The use of creams and gels are very common, requiring daily application once or twice a day. There are FDA approved topical testosterone and testosterone patches. We can also have testosterone cream and gels compounded to a specific dose for a particular patient. The upside to topical testosterone there is no injection. However, there are a few important concerns when it comes to topical testosterone.
Topical testosterone sounds quick and easy, but there are some important concerns which we have to take into account prior to prescribing. Topical testosterone can be transferred through the clothes for up to 12 hours after application. What does this means for patients? We do not recommend topical to men with small children because they can transfer it to the kids. Once testosterone is transferred to the kids they will start developing masculinization symptoms.

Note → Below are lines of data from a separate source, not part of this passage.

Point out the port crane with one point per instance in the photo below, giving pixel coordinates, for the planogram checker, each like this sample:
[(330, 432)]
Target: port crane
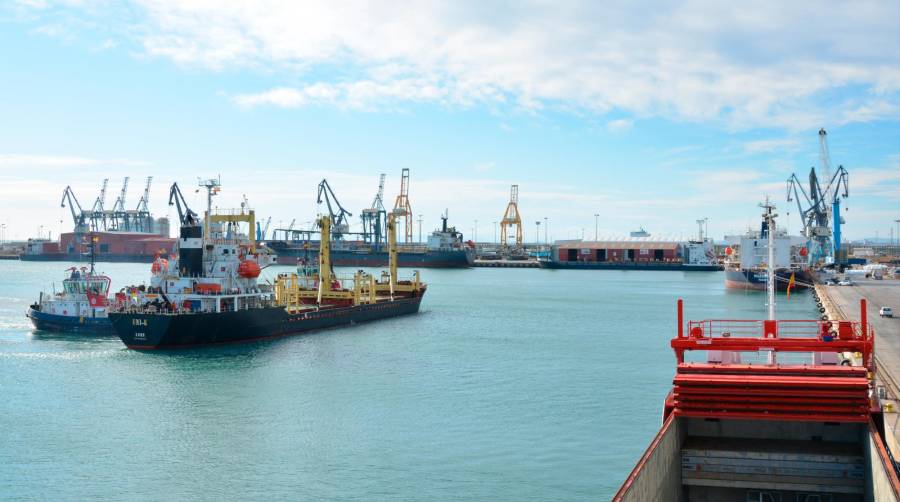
[(402, 208), (374, 217), (340, 226), (511, 217), (78, 214), (186, 217), (820, 208)]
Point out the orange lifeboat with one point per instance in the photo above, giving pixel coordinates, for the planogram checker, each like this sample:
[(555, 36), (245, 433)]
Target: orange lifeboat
[(248, 269), (159, 266)]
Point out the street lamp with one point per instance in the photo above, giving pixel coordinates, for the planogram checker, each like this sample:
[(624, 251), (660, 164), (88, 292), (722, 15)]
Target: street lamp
[(898, 235)]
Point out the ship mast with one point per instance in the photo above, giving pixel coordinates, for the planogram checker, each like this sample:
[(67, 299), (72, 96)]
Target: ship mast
[(769, 216)]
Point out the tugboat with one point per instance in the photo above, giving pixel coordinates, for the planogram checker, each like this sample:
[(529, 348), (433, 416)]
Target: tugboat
[(81, 306), (769, 415), (210, 295)]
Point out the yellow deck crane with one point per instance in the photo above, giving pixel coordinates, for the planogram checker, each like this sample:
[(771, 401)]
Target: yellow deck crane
[(402, 209), (296, 295), (511, 218)]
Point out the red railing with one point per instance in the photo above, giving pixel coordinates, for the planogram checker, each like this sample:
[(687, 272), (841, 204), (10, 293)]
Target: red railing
[(730, 387), (776, 336)]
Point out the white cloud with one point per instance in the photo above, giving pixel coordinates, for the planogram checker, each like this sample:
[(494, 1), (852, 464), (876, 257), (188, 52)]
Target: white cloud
[(765, 65), (62, 161), (771, 145), (619, 125)]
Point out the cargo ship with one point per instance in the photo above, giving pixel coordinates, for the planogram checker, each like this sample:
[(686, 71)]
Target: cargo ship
[(122, 235), (635, 253), (777, 410), (80, 307), (746, 258), (445, 248), (210, 295)]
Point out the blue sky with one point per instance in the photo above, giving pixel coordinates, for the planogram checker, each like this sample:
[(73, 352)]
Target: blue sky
[(651, 115)]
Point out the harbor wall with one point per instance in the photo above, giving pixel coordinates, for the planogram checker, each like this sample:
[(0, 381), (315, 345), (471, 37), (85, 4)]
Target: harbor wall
[(657, 475), (884, 480)]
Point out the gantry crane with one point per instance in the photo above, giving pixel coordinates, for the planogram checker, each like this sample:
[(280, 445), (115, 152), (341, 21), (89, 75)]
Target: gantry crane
[(374, 217), (402, 208), (78, 215), (97, 213), (339, 226), (822, 214), (120, 220), (511, 217), (186, 217)]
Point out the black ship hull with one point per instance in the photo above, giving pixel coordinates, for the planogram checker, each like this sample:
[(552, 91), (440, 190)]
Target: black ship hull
[(627, 265), (145, 331), (289, 254), (43, 321)]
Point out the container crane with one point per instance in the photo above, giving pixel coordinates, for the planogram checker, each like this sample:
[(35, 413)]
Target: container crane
[(262, 231), (186, 217), (78, 215), (340, 226), (143, 204), (511, 217), (119, 214), (374, 217), (402, 208), (97, 213), (822, 212)]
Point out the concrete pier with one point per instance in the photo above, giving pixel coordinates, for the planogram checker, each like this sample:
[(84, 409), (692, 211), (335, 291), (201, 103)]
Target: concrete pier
[(842, 302)]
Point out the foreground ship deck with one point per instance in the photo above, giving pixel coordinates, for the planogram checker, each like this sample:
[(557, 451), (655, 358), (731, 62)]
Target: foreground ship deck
[(776, 430)]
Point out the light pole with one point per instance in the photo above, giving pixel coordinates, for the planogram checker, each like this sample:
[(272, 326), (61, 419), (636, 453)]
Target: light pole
[(898, 236)]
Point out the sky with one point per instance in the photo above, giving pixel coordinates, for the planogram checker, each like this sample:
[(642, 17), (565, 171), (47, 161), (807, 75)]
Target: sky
[(647, 114)]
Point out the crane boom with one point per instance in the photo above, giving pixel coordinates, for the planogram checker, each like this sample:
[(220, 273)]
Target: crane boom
[(186, 216), (74, 207), (339, 219), (143, 204)]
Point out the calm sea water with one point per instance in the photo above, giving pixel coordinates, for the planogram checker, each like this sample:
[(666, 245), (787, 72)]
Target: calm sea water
[(510, 384)]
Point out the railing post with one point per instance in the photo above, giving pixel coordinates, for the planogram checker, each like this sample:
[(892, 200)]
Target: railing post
[(863, 319)]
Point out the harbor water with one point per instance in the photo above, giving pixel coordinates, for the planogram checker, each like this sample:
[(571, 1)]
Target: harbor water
[(520, 384)]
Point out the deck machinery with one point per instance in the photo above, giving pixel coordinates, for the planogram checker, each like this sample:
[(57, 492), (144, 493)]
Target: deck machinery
[(776, 412)]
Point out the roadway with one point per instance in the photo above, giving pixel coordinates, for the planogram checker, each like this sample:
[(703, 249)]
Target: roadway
[(885, 293)]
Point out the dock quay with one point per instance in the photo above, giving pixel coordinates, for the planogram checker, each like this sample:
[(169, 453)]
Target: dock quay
[(506, 263), (842, 303)]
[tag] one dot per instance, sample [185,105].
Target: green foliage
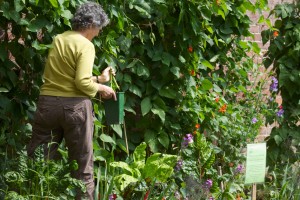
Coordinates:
[180,63]
[157,167]
[36,179]
[284,54]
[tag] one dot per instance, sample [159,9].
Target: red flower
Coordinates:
[146,195]
[223,108]
[192,72]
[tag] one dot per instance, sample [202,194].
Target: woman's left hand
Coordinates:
[105,76]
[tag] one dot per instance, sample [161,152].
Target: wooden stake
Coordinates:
[220,174]
[253,192]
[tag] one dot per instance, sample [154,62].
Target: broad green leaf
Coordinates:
[207,64]
[217,88]
[122,165]
[146,105]
[160,166]
[139,154]
[107,138]
[142,70]
[123,180]
[206,84]
[167,92]
[133,63]
[175,71]
[161,113]
[3,52]
[118,129]
[54,3]
[37,24]
[19,5]
[67,14]
[163,139]
[135,90]
[3,89]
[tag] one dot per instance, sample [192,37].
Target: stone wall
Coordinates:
[256,29]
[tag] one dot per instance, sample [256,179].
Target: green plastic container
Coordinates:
[114,110]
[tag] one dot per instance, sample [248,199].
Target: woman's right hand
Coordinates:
[107,92]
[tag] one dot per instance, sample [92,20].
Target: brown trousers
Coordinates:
[70,118]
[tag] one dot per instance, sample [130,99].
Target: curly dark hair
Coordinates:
[89,15]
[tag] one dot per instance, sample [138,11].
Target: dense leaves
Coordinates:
[180,64]
[284,54]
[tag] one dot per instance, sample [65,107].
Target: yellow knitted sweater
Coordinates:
[69,67]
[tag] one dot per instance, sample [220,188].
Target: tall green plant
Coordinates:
[284,56]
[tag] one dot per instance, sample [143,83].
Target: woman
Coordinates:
[64,108]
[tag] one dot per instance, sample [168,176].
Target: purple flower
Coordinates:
[280,113]
[112,197]
[178,165]
[208,183]
[239,168]
[187,140]
[254,120]
[274,85]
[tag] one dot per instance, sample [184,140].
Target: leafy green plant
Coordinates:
[282,184]
[40,179]
[284,54]
[137,175]
[174,60]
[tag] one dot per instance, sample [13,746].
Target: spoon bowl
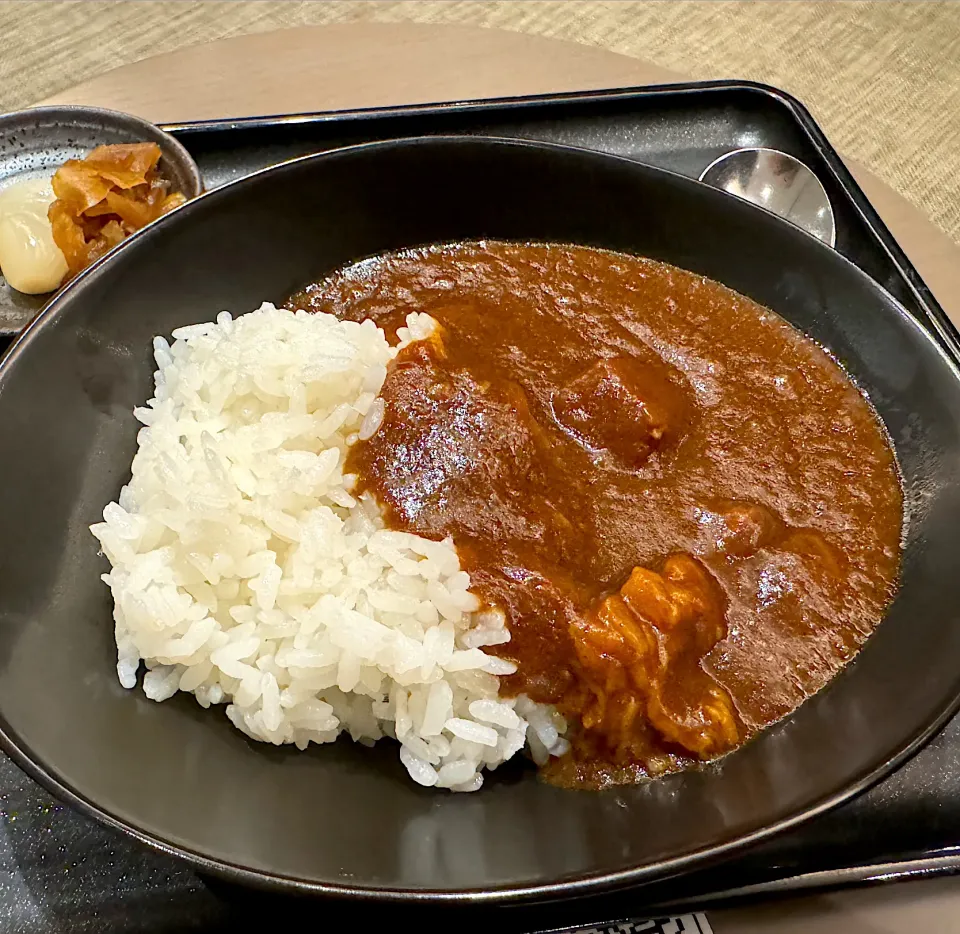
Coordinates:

Not only does testosterone transfer occur up to 12 hours after application, if you are not careful with your hygiene after application will also inadvertently transfer testosterone to others. For instance, lets say you apply your testosterone gel a with your right hand and then you use that hand to open the faucet, you will leave some residual testosterone on the tap and some who comes along and opens that faucet later will inadvertently absorb testosterone.
Men who are married or involved in a relationship should really consider not using topical testosterone because it can be transferred during intimacy.
On another note, testosterone applied on the skin is quickly converted to DHT because most of the enzymes which convert testosterone to DHT is located in the skin. While on testosterone therapy the DHT levels will monitored on a regular basis.